MICHEL PORRET HISTORIEN, PRÉSIDENT DES RENCONTRES INTERNATIONALES DE GENÈVE (HTTPS://BLOGS.LETEMPS.CH/MICHEL-PORRET/)

«Poète, vos papiers!»: l’injonction alarmée de Léo Ferré en 1956 est-elle devenue désuète? Le poète, un trublion habituel pour les bien-pensants? Pour l’Etat fureteur et la police méfiante? Encore une provocation anarchiste! Pourtant, qui aujourd’hui prend le temps d’écouter vraiment la voix des poètes? Celle des créatrices/créateurs et des dramaturges? Qu’ont-ils à nous dire hors des cénacles littéraires? Loin des scènes du consumérisme culturel. Tintamarre du mal! Comment continuer de les entendre face aux guerres civiles, au chaos climatique, à l’épreuve du terrorisme de masse, à la tragédie cosmopolite des réfugié·e·s que déracine le désespoir. Jadis et aujourd’hui, le mal ombre l’avenir.

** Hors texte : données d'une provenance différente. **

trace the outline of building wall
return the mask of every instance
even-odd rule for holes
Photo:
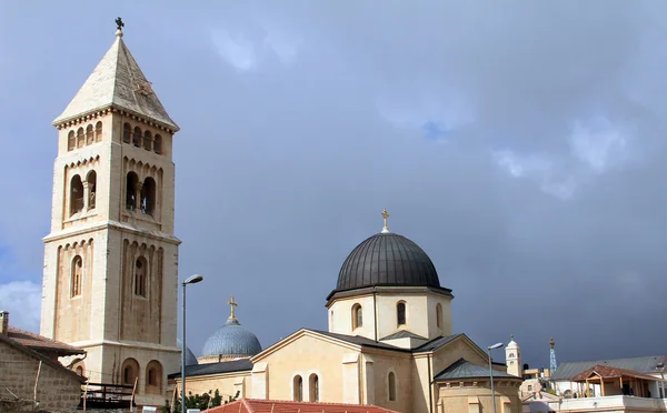
[[[17,396],[33,400],[39,360],[0,342],[0,395],[11,399],[4,389]],[[81,397],[81,382],[73,374],[42,363],[37,382],[39,410],[74,410]]]

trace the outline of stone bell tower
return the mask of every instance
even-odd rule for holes
[[[178,245],[169,118],[116,40],[53,125],[51,231],[44,238],[41,334],[82,347],[94,383],[133,385],[163,404],[178,371]]]

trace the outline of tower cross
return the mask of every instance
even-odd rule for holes
[[[233,315],[233,308],[238,306],[239,303],[236,303],[233,301],[233,295],[231,296],[231,300],[227,302],[227,304],[229,304],[231,306],[231,315],[229,316],[230,319],[236,319],[236,316]]]

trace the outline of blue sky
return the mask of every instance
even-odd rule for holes
[[[663,352],[658,2],[0,1],[0,306],[37,331],[61,113],[126,21],[172,119],[179,278],[199,354],[326,328],[381,229],[454,289],[454,326],[527,361]],[[437,138],[437,139],[436,139]],[[604,345],[600,345],[604,344]]]

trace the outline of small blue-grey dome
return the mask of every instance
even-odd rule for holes
[[[203,343],[202,355],[252,356],[261,352],[257,336],[241,326],[236,318],[218,329]]]
[[[176,346],[179,347],[180,351],[183,351],[183,343],[176,339]],[[182,360],[182,359],[178,359],[178,360]],[[178,363],[180,365],[180,362]],[[199,364],[199,362],[197,362],[197,357],[195,356],[195,353],[192,353],[192,351],[190,350],[190,347],[186,349],[186,365],[192,365],[192,364]]]

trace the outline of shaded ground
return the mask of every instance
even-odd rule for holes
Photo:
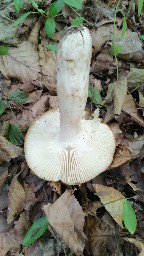
[[[36,1],[39,8],[49,9],[52,1],[44,2]],[[52,40],[44,30],[45,17],[39,13],[11,26],[24,12],[35,11],[31,3],[23,1],[20,13],[13,1],[1,3],[0,42],[9,47],[8,54],[0,56],[2,256],[144,255],[144,49],[140,39],[144,13],[138,16],[137,1],[120,1],[117,10],[123,11],[115,17],[116,4],[83,1],[83,9],[77,10],[87,21],[84,24],[93,40],[86,114],[96,110],[113,130],[117,148],[106,172],[70,187],[32,174],[25,161],[23,138],[38,116],[58,106],[56,53],[46,46],[59,43],[77,14],[68,5],[63,7],[55,18]],[[17,95],[19,90],[24,93]],[[124,198],[137,218],[133,235],[123,225]],[[42,216],[47,216],[51,227],[34,244],[21,246],[31,224]]]

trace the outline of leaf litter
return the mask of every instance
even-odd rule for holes
[[[41,1],[35,1],[38,5]],[[45,1],[49,8],[51,1]],[[0,10],[0,43],[8,54],[0,56],[0,255],[143,255],[144,198],[144,33],[142,16],[134,5],[127,16],[127,30],[117,13],[115,43],[122,49],[116,64],[111,55],[115,1],[83,1],[93,41],[90,86],[95,89],[86,105],[107,123],[116,138],[113,163],[92,182],[70,188],[61,182],[46,182],[29,170],[19,146],[9,141],[9,126],[15,125],[25,136],[28,127],[49,108],[58,108],[56,92],[56,53],[47,45],[58,44],[65,27],[76,18],[65,6],[57,17],[53,40],[46,37],[43,19],[29,17],[12,27],[14,19],[31,10],[23,1],[21,14],[7,1]],[[43,4],[41,4],[41,8]],[[127,10],[129,2],[121,8]],[[62,19],[61,19],[62,18]],[[138,23],[136,23],[136,21]],[[64,23],[63,23],[64,22]],[[117,80],[117,65],[119,80]],[[19,102],[8,98],[15,91],[29,97]],[[96,182],[97,181],[97,182]],[[123,222],[123,201],[127,198],[137,217],[134,235]],[[35,243],[21,247],[29,227],[46,216],[50,227]],[[8,224],[9,223],[9,224]]]

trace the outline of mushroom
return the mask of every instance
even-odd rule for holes
[[[92,40],[89,30],[72,27],[57,53],[59,110],[36,120],[25,139],[25,156],[31,170],[49,181],[81,184],[105,171],[113,160],[115,139],[111,129],[84,119]]]

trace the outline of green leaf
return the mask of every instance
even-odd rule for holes
[[[41,217],[35,221],[29,228],[25,238],[22,241],[23,246],[29,246],[34,243],[48,228],[48,221],[46,217]]]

Pourtant, «il y a beaucoup à faire!» selon Krzysztof Warlikowski, un des plus éminents metteurs en scène de théâtre et d’opéra européens. Né en 1962 en Pologne, étudiant en philosophie, assistant de Peter Brook et d’Ingmar Bergman, directeur du Nowy Teatr de Varsovie qu’il a fondé en 2008, il reçoit en 2021 à la Biennale de Venise le Lion d’or pour l’ensemble de sa carrière. Inquiété par le retour du populisme autoritaire et anti-européen en son pays, le dramaturge partage quelque peu la quête justicière d’un Don Quichotte, la conscience morale de Dostoïevski, l’existentialisme de Kafka, la sensitivité de Proust, la fulgurance d’Antonin Artaud et l’humanisme crépusculaire de David Lynch.

Marqué par la guerre, pétri de classicisme, il crée des scénographies rutilantes et troublantes: images oniriques, images cauchemardesques. Il réinvente le langage théâtral d’aujourd’hui dans la culture visuelle du cinéma et de la vidéo. Sur les tréteaux, il entrechoque les corps, les discours, la musique, les décors, la lumière et la perspective.

En renouvelant la mise en scène de Shakespeare ou d’Iphigénie en Tauride de Gluck, maintenant à l’affiche de l’Opéra Garnier, il interprète de façon subversive les tragédies grecques pour déconstruire le discours officiel de l’Histoire. Sans «papotages sur l’espoir», «rêvant le monde depuis le monde qui produit les rêves», pleurant la désillusion et l’amnésie culturelle, il veut réveiller la société qui «triche» et ne «veut plus penser» («On s’en va», dialogue avec K. Warlikowski, Théâtre de Chaillot, avril 2019). Le théâtre est le lieu de la résistance morale.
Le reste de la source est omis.